Sequential and independent probabilistic events regulate differential axon targeting during development in Drosophila melanogaster.

Andriatsilavo M, Barata C, Reifenstein E, Dumoulin A, Tao Griffin T, Dutta SB, Stoeckli ET, von Kleist M, Hiesinger PR, Hassan BA.

Variation in brain wiring contributes to non-heritable behavioral individuality. How and when these individualized wiring patterns emerge and stabilize during development remains unexplored.

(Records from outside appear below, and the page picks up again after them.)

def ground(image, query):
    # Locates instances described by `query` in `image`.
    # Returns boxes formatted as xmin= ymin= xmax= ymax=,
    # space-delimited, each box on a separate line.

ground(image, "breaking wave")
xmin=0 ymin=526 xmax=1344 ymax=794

In this study, we investigated the axon targeting dynamics of Drosophila visual projecting neurons called DCNs/LC14s, using four-dimensional live-imaging, mathematical modeling and experimental validation. We found that alternative axon targeting choices are driven by a sequence of two independent genetically encoded stochastic processes. Early Notch lateral inhibition segregates DCNs into NotchON proximally targeting axons and NotchOFF axons that adopt a bi-potential transitory state. Subsequently, probabilistic accumulation of stable microtubules in a fraction of NotchOFF axons leads to distal target innervation, whereas the rest retract to adopt a NotchON target choice. The sequential wiring decisions result in the stochastic selection of different numbers of distally targeting axons in each individual. In summary, this work provides a conceptual and mechanistic framework for the emergence of individually variable, yet robust, circuit diagrams during development.